2019 was the year of the early retirement.
First it was Marcel Kittel. Aged 31, the gloriously coiffured German was not happy. His form, known to swing wildly between totally unbeatable and totally unable to ride over the mountain in front of him, had gone.
Illness, we speculated.
Laziness, some suggested, cruelly.
Turns out he had a life beyond cycling, a child on the way, and a desire to spend his time doing less painful things. Almost as if flogging yourself on a bike for five or six hours a day, every day, for the next half-decade, might not be best use of one’s time.
Next came Taylor Phinney. With his West-Coast-drawl and green-tea-and-yoga world view.
He began to morph from quirky artist-in-his-spare-time-Paris-Roubaix-contender Phinney; to gravel-riding-yeah-pro-cycling-is-ok-but-LOOK-at-that-more-interesting-thing-over-there Phinney; to eventually become former-pro-cyclist-full-time-artist-no-quirkier-than-most-other-people-in-my-new-profession Phinney.
He retired at 29.Embed from Getty Images
I can’t believe he chucked all that talent away, said some. I’m so glad he resisted the pressure to confirm and did what he really wanted to do with his life, said others. In the battle between art and sport, art won, said Phinney.
Finally, came Adam Blythe. The British Lotto-Soudal (and former BMC, Orica Green Edge and Tinkoff) rider.
Wearer of loud shirts on the telly, 2016 UK National Road Race Champ, Head of Fashion on the Global Cycling Network and deliverer of a nice line in BS-free see-the-funny-side self-deprecation.
He handed in his racing licence – also aged 29 – to spend more time at home raising his kids. The pain of training, and the travel of racing, no longer cutting the work-life mustard.
All of which has men’s pro cycling, against all the odds, at the forefront of a perspective epidemic. Previously single-minded sportsmen the length and breadth of the continent are reappraising the wisdom of how they spend their precious time. And this, in a sport seemingly structured to tend to every need of the Alpha male.
The old if you’re standing, sit down, if you’re sitting, lie down recovery mantra having always carried the convenient whiff of old-fashioned gender roles. Yes, I know I’ve been away riding my bike for three weeks but I simply cannot help with the housework; my team wouldn’t stand for it.

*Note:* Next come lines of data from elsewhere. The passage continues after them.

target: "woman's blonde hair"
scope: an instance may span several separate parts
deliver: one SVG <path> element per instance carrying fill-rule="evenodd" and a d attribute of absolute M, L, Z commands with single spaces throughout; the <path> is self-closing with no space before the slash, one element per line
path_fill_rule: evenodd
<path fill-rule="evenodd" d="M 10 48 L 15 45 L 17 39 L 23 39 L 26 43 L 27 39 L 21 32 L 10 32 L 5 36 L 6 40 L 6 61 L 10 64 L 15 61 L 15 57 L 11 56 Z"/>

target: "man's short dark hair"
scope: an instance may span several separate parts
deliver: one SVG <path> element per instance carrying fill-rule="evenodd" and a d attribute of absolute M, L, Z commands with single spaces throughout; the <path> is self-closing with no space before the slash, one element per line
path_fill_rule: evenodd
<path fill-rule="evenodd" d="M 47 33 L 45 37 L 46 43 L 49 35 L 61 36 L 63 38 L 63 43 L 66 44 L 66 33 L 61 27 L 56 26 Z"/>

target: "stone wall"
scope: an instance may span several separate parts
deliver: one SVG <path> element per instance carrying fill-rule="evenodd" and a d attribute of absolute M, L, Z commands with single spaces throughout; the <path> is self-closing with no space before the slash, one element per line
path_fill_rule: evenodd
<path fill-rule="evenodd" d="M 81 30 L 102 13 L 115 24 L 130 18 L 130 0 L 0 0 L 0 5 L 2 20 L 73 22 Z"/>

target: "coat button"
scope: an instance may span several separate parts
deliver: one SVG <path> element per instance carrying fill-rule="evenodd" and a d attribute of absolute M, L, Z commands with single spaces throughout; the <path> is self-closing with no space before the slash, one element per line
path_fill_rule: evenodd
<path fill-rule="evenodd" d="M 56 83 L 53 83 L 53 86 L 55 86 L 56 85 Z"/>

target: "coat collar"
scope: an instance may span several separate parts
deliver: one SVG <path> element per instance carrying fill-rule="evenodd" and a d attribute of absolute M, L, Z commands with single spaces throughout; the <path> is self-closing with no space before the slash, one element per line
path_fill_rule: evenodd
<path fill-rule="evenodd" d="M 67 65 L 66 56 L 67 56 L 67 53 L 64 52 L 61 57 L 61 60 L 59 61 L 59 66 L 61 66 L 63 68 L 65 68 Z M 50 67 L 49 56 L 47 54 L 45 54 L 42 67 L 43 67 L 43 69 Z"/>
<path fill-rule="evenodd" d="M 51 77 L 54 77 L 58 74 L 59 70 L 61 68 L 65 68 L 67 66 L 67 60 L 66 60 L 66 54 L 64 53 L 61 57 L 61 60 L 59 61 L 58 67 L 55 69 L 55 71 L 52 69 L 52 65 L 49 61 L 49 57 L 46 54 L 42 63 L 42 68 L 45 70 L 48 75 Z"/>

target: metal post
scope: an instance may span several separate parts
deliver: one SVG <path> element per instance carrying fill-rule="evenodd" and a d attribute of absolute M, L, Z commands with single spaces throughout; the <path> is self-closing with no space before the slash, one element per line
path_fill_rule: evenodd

This new perspective is a sign of the times. Also, perhaps, a symptom of the uncertainty of a sport based on such precarious, sponsor-reliant financial foundations. A poor season here, a team benefactor losing interest there, and early retirement can easily become not so much a luxurious choice as a cold, hard reality.
Better to control your own destiny, perhaps.
And then, of course, the exceptions that that prove the rule.Embed from Getty Images
Chris Froome, aged 34, having crashed in career threatening fashion back in June 2019, has spent the intervening six months being just as relentless as ever. Maybe more so.
The standard-issue thumbs-up-from-hospital-bed-I’ll-be-back media appearances morphed into one-legged-indoor-training-for-social-media became here’s-me-back-on-the-road-my-return-to-crushing-domination-is-all-but-inevitable.
Except it’s not.
He might come back and win bike races but he might not. His body, having hit a wall at fifty-something kilometres per hour might be – and I apologise in advance for the use of complex medical terminology – all out of whack!
I’d like to say to him: Chris, just chill out. Give it up mate. Spend your time with your kids and follow one of the hundreds of other opportunities no doubt open to you. Another training camp up a Tenerife volcano without human contact just ‘aint worth it.
But each to their own. That mythical fifth Tour win is a obviously a carrot that’s just too big, orange, and juicy, to resist. And who’s to say that’s not the right decision for him?
Well…him, that’s who.
There’s a reason, I suppose, why Froome has won four Tours and I’m still stuck on none. Maybe even more than one reason. But a fondness for the idea of early retirement is almost certainly the clincher.